It's always fascinating to me that, no matter how many interesting new ways to release lots of energy we develop, we are still stuck with the same method for converting it to electricity: release the energy as heat, use heat to make steam, use steam to drive generator.
The reason just that this is a simple process for which a steam turbine can achieves 90% of the thermodynamic optimum. To my knowledge, the only reason people consider alternatives is to reduce capital costs. You're still capped by thermodynamics though.
That's what I was wondering: if heat -> steam -> turbine is close enough to the theoretical upper limit and you get diminishing returns by other means.
Still, it seems very indirect. Like generating solar power by using a parabolic mirror to heat water instead of photovoltaic panels... but of course I just found an example of doing that too: https://en.wikipedia.org/wiki/Parabolic_trough
Which doesn't make sense for power generation since there will always be some percentage of neutrons produced by any type of fusion reaction that can only be useful for generating steam.
To entirely skip the steam cycle portion is to intentionally make a much less efficient design.
For space-constrained, high-value, applications where economics don't matter that much, such as a submarine, that would make sense, but otherwise...
Helion's fuel mix produces just 6% of its energy as neutron radiation, and if you harvest it you'll lose a third of that. As long as you have enough net energy, collecting that 4% might not make financial sense.
With fuel costs insignificant, your cost per kWh is mainly capital cost. Let's say it's all capital just to keep it simple. I don't know how much the input energy will be but if your choice is between, say, generating net energy of 50MW without a turbine or 54MW with a turbine, then you would skip the turbine if it adds more than 8% to the capital cost. I suspect Helion has done this calculation in detail.
It does seem to hinge on the cost of fuel, I have some doubts about whether they can secure a fuel supply so cheap as to skip out on that extra 4 MW, even after factoring in the cost of a small steam turbine installation.
Deuterium costs several thousand dollars/kilogram. But even though it is just one part in several thousand of the hydrogen in water, there's enough deuterium in your morning shower to provide all your energy needs for a year.[1] Cost of deuterium is definitely insignificant.
Helion's other fuel is helium-3 which they'll make themselves by fusing deuterium.

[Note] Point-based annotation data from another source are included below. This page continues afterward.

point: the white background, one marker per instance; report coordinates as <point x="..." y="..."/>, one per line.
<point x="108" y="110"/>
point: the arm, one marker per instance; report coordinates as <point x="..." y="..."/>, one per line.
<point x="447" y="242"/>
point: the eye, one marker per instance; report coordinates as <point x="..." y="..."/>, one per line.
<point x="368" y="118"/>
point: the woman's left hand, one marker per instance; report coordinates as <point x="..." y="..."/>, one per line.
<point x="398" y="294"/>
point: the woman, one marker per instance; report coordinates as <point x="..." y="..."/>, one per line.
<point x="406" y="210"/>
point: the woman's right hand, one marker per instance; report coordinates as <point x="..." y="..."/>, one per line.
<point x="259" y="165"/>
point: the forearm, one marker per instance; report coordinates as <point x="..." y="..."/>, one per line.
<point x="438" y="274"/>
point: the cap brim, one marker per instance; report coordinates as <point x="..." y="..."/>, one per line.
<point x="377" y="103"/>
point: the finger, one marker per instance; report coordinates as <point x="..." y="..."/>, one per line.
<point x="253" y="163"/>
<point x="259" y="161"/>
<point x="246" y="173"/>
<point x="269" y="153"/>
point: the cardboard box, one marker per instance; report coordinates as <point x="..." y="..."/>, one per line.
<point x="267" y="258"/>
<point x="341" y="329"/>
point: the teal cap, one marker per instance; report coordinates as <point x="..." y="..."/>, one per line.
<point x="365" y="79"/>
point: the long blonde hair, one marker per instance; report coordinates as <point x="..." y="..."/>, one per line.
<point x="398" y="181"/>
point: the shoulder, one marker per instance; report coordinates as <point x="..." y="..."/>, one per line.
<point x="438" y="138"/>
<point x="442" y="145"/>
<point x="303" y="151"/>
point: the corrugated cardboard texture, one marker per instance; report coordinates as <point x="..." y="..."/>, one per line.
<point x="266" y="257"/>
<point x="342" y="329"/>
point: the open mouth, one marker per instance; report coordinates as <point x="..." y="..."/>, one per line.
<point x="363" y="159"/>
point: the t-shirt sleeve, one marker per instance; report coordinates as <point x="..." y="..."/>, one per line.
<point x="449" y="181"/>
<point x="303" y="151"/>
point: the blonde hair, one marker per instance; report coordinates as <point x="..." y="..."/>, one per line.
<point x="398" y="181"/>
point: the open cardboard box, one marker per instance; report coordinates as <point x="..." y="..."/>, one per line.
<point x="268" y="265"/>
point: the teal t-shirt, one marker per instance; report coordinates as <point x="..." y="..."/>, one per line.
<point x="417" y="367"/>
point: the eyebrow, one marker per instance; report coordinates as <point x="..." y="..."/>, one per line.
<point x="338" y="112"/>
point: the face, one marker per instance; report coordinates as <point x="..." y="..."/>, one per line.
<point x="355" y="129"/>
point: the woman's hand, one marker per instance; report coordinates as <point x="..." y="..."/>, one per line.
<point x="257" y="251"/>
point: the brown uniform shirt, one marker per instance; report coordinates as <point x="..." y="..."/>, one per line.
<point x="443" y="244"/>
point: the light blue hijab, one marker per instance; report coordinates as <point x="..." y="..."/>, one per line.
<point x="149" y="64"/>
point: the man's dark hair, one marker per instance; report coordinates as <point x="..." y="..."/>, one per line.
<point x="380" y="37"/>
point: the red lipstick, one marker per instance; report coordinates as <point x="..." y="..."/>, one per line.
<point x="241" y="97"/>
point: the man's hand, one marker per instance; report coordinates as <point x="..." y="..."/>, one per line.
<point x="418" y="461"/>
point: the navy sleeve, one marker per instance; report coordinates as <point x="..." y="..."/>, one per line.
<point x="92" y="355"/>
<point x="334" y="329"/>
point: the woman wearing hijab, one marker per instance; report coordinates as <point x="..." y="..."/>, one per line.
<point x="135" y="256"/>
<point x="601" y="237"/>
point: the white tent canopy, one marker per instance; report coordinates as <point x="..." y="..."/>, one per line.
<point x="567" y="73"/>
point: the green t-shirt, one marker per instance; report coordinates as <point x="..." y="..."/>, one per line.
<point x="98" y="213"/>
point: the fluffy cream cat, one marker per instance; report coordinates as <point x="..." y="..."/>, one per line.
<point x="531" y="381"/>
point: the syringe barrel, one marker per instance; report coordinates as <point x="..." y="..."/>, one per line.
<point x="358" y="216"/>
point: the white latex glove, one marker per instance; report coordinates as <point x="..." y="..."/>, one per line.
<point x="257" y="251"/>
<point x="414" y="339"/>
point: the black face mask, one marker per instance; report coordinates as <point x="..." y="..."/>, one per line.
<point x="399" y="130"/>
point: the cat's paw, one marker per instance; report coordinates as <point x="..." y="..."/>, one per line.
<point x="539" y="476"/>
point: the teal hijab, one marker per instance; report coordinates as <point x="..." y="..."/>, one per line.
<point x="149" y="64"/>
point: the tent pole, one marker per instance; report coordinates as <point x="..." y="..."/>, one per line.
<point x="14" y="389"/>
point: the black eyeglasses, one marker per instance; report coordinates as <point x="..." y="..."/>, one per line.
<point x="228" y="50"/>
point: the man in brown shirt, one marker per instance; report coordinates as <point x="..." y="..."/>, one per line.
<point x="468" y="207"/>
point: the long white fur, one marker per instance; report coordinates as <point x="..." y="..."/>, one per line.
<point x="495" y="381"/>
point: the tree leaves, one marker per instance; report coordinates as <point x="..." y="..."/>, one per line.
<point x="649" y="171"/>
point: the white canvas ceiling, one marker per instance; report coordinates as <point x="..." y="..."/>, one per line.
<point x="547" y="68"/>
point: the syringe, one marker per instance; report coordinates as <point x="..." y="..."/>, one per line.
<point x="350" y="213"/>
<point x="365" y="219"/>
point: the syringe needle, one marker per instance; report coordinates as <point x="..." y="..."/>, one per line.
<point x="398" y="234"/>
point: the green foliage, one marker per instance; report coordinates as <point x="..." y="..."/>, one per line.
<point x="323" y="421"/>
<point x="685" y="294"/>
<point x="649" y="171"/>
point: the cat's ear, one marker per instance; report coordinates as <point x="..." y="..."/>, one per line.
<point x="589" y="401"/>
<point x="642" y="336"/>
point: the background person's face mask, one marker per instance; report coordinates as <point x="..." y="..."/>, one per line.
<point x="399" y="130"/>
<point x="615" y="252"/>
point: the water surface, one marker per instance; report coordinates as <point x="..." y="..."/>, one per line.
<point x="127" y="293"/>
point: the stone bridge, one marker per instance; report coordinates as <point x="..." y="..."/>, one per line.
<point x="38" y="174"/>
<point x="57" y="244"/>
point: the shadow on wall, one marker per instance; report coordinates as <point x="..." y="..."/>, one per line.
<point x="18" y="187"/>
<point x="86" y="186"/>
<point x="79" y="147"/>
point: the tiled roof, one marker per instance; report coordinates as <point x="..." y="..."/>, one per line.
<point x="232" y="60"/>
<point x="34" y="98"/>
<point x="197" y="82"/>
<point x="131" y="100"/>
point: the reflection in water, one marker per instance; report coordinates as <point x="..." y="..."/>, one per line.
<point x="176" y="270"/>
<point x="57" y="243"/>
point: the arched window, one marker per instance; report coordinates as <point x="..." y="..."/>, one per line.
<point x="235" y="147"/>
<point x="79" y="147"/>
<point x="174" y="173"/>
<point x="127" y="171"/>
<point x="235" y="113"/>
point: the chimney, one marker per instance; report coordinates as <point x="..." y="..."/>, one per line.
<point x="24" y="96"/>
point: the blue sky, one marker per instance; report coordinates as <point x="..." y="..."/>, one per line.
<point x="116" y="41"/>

So the helium-3 cost will directly depend on the capital cost of the reactor producing it.
(This may be the same reactor, both generating electricity and breeding He3. Or they may use dedicated He3 breeders, and minimize the D-D reactions in the generators.)
Nitpick: You’re always going to get some parasitic D+D reactions because it’s reaction cross section is appreciably higher than D + 3He below 50 keV, and non-negligible even after the crossover point.
You could always add the liquid metal blanket if you want to eke out the extra 10% (or if you want to generate tritium). But it's not worth the complication in an early prototype.
Helion is planning to use a different fusion reaction, one where the bulk of the energy will be coming out as charged particles, not neutrons.
However, D+T fusion is the only type of fusion that we have been able to sustain for any significant amount of time with reasonable energy inputs. What Helion is planning to do is completely unexplored and requires some major scientific advances.
Well, we do have some other strategies. Hydro and wind just turn the turbine mechanically, they don't heat up water to make steam. And photovoltaics create electricity directly using an effect that won Einstein the Nobel prize and began the age of quantum mechanics, so that's about as advanced as they come.